Yazarımız Özlem Ünaldı, geçtiğimiz sezon tiyatro serüvenine başlayan Tiyatro Deng ü Bej’in kurucularından Güldestan Yüce’yle sanat, dil ve siyaset üzerine kapsamlı bir söyleşi gerçekleştirdi.
Geçtiğimiz sezon seyirciye merhaba diyen yepyeni bir tiyatroyla tanıştıracağım sizi… Tiyatroda dil kısıtlamasına son veren cesur ve içten bir tiyatro: Tiyatro Deng ü Bej…
İlk oyunları Korku ve Sefalet. Oyun, büyük savaşların, kalbimizdeki küçük ülkelerdeki dehşet verici yansımasını anlatıyor… Oyunu izlediğim akşam, salonda çok az seyirci olması beni üzdü; tiyatro adına değil, bu güzel oyunu kaçıran değerli seyirci adına. Oyunculuklarıyla ve gerçekçi etkisiyle gittiğinize değecek bu eserden mahrum bırakmayın kendinizi. Bu tiyatronun iki kurucusundan biri olan Güldestan Yüce’yle konuştuk…
Özlem Ünaldı: Koşullar ortada… İlk olarak cesaretiniz için kutluyorum…
Güldestan Yüce: Teşekkür ederiz…
İmkânlarınızı ve imkânsızlıklarınızı seferber ettiğinizin şahidiyim…

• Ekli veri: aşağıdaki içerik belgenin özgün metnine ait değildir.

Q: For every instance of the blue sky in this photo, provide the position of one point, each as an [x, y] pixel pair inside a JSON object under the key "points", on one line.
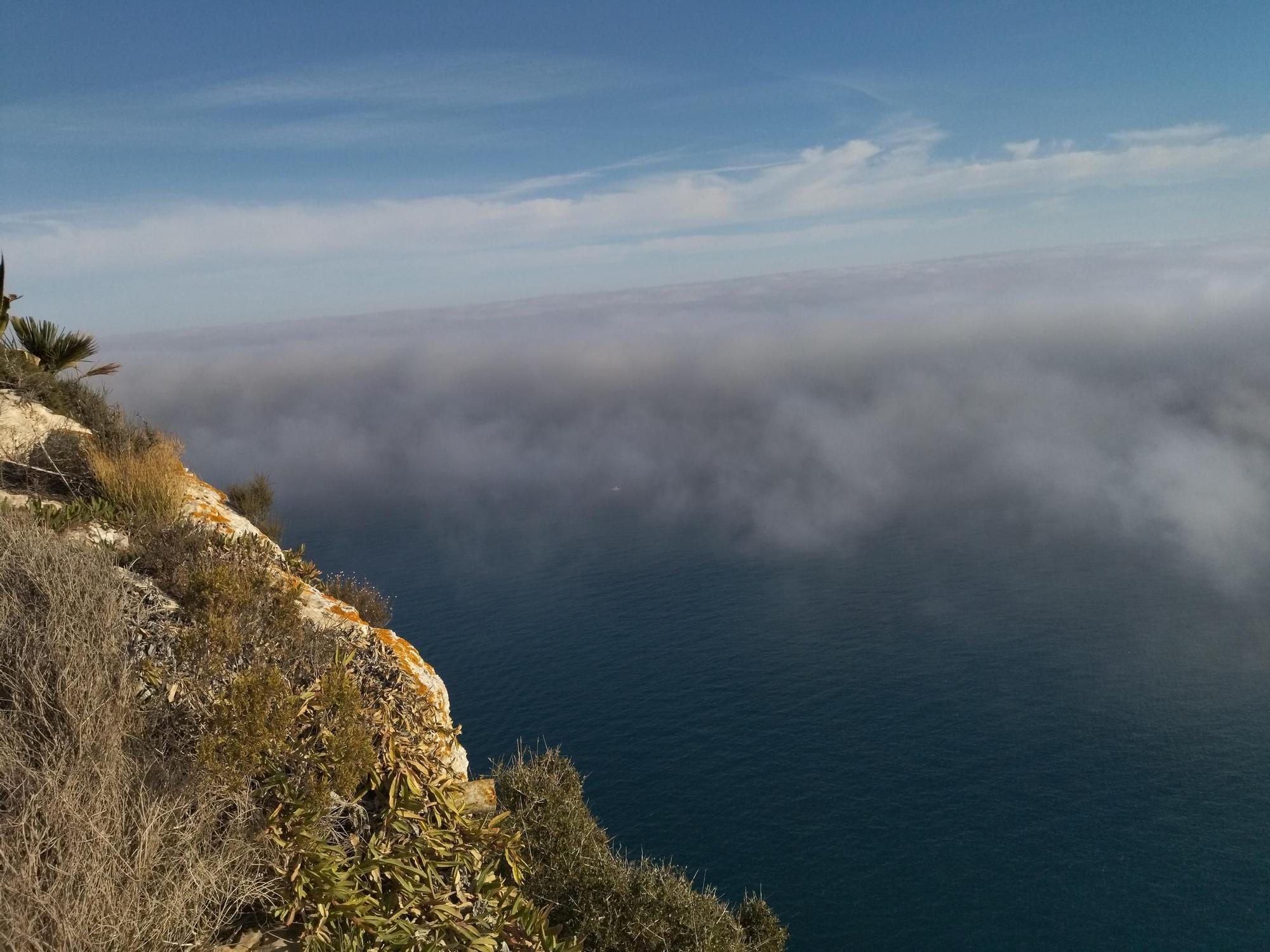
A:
{"points": [[168, 164]]}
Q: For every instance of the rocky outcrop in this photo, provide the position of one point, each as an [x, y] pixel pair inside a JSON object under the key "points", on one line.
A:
{"points": [[25, 426], [208, 506]]}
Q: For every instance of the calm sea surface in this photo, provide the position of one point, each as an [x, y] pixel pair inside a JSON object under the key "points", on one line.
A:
{"points": [[954, 738]]}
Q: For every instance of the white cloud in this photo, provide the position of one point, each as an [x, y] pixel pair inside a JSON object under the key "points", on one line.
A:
{"points": [[1112, 393], [1023, 150], [1191, 133]]}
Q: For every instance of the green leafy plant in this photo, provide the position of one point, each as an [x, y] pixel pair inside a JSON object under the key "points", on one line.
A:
{"points": [[58, 350], [6, 300], [299, 565], [78, 512], [255, 499]]}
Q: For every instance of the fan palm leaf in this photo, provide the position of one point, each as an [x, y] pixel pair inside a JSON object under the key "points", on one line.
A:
{"points": [[55, 348], [6, 300]]}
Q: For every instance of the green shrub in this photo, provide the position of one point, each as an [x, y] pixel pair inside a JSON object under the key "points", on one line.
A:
{"points": [[106, 843], [609, 902], [255, 499], [375, 609]]}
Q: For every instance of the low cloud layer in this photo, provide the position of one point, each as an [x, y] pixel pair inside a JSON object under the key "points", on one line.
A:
{"points": [[1122, 393]]}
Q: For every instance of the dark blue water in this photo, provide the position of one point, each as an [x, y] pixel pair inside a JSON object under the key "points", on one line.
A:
{"points": [[954, 736]]}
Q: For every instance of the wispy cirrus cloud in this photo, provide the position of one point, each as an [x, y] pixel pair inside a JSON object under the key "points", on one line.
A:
{"points": [[388, 100], [857, 180]]}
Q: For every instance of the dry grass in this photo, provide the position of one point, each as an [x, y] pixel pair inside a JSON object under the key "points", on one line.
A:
{"points": [[148, 480], [609, 902], [104, 846], [371, 605]]}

O süreçte birçok duruma tanık olduğun için biliyorsun, zor bir sürecin meyvesi bu tiyatro. Aslında bütün özel tiyatrolar için bunu söyleyebiliriz.
Doğulu bir sanatçısın. Tiyatro hikâyenden bahseder misin kısaca?
Ankara Üniversitesi DTCF’deki oyunculuk eğitimim bittikten sonra Ankara Devlet Tiyatrosu’nda sözleşmeli oyuncu olarak çalışmaya başladım. Ankara’da geçen yaklaşık yedi yıllık bir sürecin ardından doğduğum topraklara, tiyatro eğitimi almış ve asgari müşterekte tecrübeler edinmiş biri olarak döndüm. Orada yine Devlet Tiyatrosu’nda çalışmaya başladım. Şehir Tiyatrosu’nda eğitmenlik yaparken de iki oyun yönetme fırsatı buldum. 2009’da İstanbul’a geldim ve yine Devlet Tiyatrosu’ndaki kıymetli meslektaşlarımla bir süre çalışma şansı yakaladım.
Bir tiyatro kurma fikri, özellikle Kürtçe tiyatro yapan bir tiyatro kurma fikri nasıl çıktı ortaya?
Ben oyunculuk sınavlarına hazırlanırken annem beni desteklemedi. Anne olmanın verdiği kaygılardan ötürü bir tepkiydi bu ve annem bir süre küstü bana. Annem hayatı boyunca oyun izlememişti, zaten izlese de Türkçe bilmediğinden anlamazdı. Bir gün annemin dilinden bir şeyler anlatmak için Kürtçe oynamaya söz vermiştim kendime. Bu benim hayalimdi; çünkü ben de Türkçeyi sonradan öğrenenlerdenim. Çocukluğumun oyunları Kürtçeydi, ağıtlarımız ve anılarımızın çoğu Kürtçeydi. Oyunculuk eğitimimi Türkçe almış olsam da oyuncunun malzemesi olan “yaşanmışlıklar” benim için başka bir dille duruyordu bilinçaltımda. Bu hayalin yeterince olgunlaştığına karar verdiğimde Özlem’le paylaştım, o da bunu çok istiyordu ve ortak hayalimiz bizi Theatre Deng û Béj’e taşıdı.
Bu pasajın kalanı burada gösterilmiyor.